It is no exaggeration to say that Europe, as a political entity, finds itself facing the gravest crisis and greatest challenge of the last 70 years. The possibility that this crisis – as happened in the past with other crises – would lead to greater European integration cannot be taken for granted. Is it an exaggeration to speak of agony? Europe, quo vadis?

The future of Europe

The commemoration of the 60th anniversary of the signing of the Treaty of Rome, the seed of the current European Union, took place in a grave and concerned environment. Just a few days earlier, on March 1, the President of the European Commission Jean-Claude Juncker had presented the White Paper on the future of the Old Continent; an open document, to be discussed by the governments in the Union, regarding a span of time that reaches until 2025.[13]

Juncker’s White Paper asked the heads of state and government which of the following five scenarios they would choose to represent the future of Europe: 1) carrying on as at present; 2) nothing but the single market; 3) those who want more do more; 4) doing less more efficiently; 5) doing much more together.

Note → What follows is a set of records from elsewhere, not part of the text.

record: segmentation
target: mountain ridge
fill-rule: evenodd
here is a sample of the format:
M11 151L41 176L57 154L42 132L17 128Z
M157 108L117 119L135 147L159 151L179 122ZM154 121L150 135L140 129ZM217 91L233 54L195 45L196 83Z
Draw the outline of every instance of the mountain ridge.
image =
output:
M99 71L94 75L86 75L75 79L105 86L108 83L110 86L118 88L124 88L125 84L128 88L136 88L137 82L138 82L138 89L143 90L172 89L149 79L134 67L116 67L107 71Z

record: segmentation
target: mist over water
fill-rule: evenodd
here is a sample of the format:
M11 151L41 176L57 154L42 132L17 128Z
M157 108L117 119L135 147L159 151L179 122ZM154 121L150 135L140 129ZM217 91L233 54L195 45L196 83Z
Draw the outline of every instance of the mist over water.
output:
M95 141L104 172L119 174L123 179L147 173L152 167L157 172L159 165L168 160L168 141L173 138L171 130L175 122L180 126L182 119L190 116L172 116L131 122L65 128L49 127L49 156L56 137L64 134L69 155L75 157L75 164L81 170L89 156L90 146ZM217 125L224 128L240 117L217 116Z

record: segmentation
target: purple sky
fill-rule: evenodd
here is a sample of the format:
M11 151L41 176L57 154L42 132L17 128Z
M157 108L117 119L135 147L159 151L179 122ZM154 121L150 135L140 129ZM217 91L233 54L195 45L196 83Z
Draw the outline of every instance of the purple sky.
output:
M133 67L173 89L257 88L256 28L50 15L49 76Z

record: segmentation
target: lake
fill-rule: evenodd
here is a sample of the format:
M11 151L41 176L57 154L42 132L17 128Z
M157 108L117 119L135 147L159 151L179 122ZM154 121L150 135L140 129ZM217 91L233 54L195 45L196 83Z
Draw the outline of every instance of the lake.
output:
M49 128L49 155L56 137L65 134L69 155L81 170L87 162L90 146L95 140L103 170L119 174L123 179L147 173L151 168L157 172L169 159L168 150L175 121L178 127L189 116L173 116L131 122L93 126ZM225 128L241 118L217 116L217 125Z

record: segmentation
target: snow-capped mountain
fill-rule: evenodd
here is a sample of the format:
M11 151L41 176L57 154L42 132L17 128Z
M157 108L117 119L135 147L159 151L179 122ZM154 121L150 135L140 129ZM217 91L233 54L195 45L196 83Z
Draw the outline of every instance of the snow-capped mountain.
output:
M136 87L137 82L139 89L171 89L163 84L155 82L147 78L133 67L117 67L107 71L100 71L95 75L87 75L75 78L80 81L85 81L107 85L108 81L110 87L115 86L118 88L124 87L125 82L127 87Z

Carrying on means concentrating on the current program of reforms; obtaining greater growth together that creates jobs, in a situation of financial sustainability and sustainable public finances, together with cooperation in defense and the fight against terrorism. Doing less, but more efficiently, means choosing to go forward in specific areas (for example the single market, innovation, foreign trade, security, migration, and the management of borders or defense), intervening less in others. Doing much more together in all political areas means sharing resources, competences and decisions. This way Europe would act in the world as a single actor, and the European Parliament would have the last word on international agreements signed by the EU. This also means establishing greater budget coordination regarding social and fiscal matters.

Without representing a formal response, and without being translated into legal provisions in the European Treaties for now, we can see an institutional position in favor of different levels or speeds of integration in the European project of the future. Indeed, the Rome Declaration of March 17, 2017, goes in this direction. It solemnly affirms among its postulates that “Unity is both a necessity and our free choice. […] Standing together is our best chance to influence [global dynamics], and to defend our common interests and values”; and subsequently: “We will act together, at different paces and intensity where necessary […] keeping the door open to those who want to join later.”[14]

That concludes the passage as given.